Sweden and The Netherlands voted against Cameron. Only Prime Minister Victor Obrien of Hungarian voted with Cameron. In the end, it was 26/2 in favour of Jean Claude Juncker. It was a coronation! It was an emphatic victory for him! The victory gave him the ringing endorsement of Merkel, who mattered in the EU. Cameron emerged from it bruised, defeated and deflated. The day of the voting, I was at home taking a well-earned rest, but I was following events on the BBC World service radio. I returned to work on Saturday, surfed the Internet and downloaded the Guardian newspaper’s video of the press conference. When it was Cameron’s time to give his version of events, the British pressers sucked in their breath, winced and ducked behind their laptops waiting for the prime minister to finger the first journalist for question. Who will pull the trigger? The BBC’s chief political correspondent Nick Robinson. This was a clear indication that Cameron intended to talk to the British population, as many of them followed his trips abroad on the BBC. “Do you feel betrayed by the Dutch, Swedish and the Polish?” he asked. Cameron sidestepped the question and went on to repeat his line of never giving up.  

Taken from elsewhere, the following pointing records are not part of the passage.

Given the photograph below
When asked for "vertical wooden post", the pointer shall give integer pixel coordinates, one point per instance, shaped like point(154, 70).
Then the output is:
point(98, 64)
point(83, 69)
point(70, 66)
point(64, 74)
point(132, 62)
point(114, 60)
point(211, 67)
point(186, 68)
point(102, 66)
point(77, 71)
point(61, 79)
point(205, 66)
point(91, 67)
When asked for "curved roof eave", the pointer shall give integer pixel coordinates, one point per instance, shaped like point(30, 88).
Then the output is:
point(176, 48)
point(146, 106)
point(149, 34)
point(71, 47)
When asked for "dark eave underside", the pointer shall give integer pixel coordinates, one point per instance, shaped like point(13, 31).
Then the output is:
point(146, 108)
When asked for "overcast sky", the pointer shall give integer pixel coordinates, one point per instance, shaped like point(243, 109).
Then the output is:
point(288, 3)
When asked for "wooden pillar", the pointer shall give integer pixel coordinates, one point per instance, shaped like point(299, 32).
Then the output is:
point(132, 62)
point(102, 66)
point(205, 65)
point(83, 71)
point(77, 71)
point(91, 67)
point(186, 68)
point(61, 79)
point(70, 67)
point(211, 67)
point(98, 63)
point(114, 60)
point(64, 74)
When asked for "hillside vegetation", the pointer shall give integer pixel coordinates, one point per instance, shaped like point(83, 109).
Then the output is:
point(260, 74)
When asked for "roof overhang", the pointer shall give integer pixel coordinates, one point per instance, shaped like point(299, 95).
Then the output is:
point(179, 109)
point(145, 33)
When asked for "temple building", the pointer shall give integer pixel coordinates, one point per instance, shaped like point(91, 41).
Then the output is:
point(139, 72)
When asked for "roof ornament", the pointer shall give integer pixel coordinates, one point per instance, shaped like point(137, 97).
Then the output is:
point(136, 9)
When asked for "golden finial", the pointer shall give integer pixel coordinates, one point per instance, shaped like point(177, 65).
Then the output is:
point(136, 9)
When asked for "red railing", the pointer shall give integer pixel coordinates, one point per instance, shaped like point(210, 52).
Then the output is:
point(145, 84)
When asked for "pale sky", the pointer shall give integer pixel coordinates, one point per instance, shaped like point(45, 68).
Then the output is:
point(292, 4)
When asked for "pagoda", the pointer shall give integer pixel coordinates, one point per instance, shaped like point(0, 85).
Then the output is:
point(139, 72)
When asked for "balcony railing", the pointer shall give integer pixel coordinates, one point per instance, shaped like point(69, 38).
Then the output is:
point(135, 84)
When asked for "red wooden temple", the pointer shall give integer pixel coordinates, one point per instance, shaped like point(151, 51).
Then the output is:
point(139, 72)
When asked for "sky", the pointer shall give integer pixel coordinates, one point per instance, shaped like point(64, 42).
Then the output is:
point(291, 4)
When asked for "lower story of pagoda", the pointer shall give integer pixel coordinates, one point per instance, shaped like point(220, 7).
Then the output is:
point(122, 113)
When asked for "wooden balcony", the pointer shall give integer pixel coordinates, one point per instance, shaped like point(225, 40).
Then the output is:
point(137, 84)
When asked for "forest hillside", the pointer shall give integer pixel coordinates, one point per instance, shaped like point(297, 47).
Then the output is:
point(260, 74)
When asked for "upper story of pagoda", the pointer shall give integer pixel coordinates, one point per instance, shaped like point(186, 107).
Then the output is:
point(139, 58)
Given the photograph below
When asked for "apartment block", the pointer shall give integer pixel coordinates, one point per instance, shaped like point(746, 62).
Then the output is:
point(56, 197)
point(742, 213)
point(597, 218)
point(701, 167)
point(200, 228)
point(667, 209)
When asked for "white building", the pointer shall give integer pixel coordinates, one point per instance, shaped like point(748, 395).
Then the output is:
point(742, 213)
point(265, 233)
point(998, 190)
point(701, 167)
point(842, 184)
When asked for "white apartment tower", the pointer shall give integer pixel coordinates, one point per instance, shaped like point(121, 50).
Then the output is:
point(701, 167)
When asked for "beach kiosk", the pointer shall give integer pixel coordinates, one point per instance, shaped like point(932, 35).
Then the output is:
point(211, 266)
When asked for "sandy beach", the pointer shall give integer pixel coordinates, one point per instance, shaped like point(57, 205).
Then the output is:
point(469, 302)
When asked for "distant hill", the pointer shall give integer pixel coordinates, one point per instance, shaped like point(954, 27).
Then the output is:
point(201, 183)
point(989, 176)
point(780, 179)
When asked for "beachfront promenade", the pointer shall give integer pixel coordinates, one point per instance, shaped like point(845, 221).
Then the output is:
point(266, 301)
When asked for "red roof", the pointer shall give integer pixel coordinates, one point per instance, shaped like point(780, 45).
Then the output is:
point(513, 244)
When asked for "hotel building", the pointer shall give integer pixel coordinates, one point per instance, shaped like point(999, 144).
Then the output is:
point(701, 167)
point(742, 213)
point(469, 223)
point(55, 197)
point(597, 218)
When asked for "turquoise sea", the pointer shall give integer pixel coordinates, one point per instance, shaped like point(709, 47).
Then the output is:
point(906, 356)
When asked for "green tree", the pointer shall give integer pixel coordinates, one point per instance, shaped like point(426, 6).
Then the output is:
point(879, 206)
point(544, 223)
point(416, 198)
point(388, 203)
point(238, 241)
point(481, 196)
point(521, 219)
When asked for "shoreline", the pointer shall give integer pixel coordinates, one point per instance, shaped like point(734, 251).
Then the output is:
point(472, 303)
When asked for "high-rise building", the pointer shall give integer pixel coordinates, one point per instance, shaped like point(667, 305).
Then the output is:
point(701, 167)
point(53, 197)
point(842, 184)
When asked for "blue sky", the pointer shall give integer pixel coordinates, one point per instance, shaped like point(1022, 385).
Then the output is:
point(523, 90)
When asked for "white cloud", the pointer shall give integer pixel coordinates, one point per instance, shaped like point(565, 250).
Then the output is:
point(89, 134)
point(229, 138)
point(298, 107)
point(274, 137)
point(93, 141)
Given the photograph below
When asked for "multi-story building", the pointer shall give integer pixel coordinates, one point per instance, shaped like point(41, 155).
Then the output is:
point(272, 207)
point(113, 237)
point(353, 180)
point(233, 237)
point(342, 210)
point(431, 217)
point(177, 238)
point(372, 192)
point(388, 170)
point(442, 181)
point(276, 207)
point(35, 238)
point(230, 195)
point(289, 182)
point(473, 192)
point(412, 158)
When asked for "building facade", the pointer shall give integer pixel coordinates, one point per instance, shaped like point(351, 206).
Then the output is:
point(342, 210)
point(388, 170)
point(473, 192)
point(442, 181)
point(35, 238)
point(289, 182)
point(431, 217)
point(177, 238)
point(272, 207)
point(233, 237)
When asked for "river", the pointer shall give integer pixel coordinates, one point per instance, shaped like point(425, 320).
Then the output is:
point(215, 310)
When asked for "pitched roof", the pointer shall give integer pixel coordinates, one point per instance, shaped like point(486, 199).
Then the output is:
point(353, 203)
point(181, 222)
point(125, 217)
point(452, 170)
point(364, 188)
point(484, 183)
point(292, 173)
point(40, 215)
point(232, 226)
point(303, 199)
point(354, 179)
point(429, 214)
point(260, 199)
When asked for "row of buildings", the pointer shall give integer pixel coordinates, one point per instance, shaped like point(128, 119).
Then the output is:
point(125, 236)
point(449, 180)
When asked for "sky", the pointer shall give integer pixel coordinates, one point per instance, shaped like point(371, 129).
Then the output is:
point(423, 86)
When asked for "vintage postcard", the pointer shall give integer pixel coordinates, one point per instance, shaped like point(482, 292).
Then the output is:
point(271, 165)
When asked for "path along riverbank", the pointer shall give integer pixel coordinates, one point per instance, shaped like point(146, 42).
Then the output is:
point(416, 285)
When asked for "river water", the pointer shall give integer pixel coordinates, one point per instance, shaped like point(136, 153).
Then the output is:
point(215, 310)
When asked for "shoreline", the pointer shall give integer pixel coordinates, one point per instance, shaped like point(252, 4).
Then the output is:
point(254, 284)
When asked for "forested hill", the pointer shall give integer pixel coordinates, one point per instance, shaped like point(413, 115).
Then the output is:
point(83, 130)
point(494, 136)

He unsheathed the doggy sword of persistence to his opponents, noting “sometimes you have to be willing to lose a battle to win a war”.  By referring to the war, he was outlining his reforms in the EU in the not-too-distance future when he retains his position at Number 10, which is going to be a heck of job for him, Linton Crosby, his campaign guru and the Tory party. Recent polls commissioned by Lord Ashcroft, a respected Tory peer, put Labour 4 points ahead of the Tory party which Cameron led.

But all in all, if he does win the election he will have to renegotiate Britain membership of the EU. Can he be assured of support from other European members? Not likely, because the reforms in trade, competition, tax, benefit tourism or harass of the welfare system by Romanians and Bulgarians, and free movement of people across borders, are reforms that many European leaders agreed on, as it feeds into the current European zeitgeist. The victory of the Far-Right parties in Britain by UKIP, France by the National Front and Greece by Golden Dawn, according to Cameron, showed that the status quo of the EU as it is, is untenable and unacceptable.

After all the political dusts have settled, Cameron will receive a barrage of flak from the ravenous British media. Comparisons will be made with former prime ministers. Why did Margaret Thatcher said no, no and no to the French Jacques Delors and won? Why Sir Winston Churchill was able to rally fellow EU leaders around him? These are questions that will hunt him in the days, months and years to come. He can hide behind the cover of a shift in the political tectonic plate of Europe, but critics will not be put off.  Expect a caesura in the troubled relationship between Britain and the EU, as Cameron played his trump-card: “Briexisit” from the EU. The vainglorious attempt by successive British prime ministers to restore Britain’s lost grandeur will surely continue. 

 

Amadou Camara is an American Corner intern and a final year political science and history student at the University of The Gambia.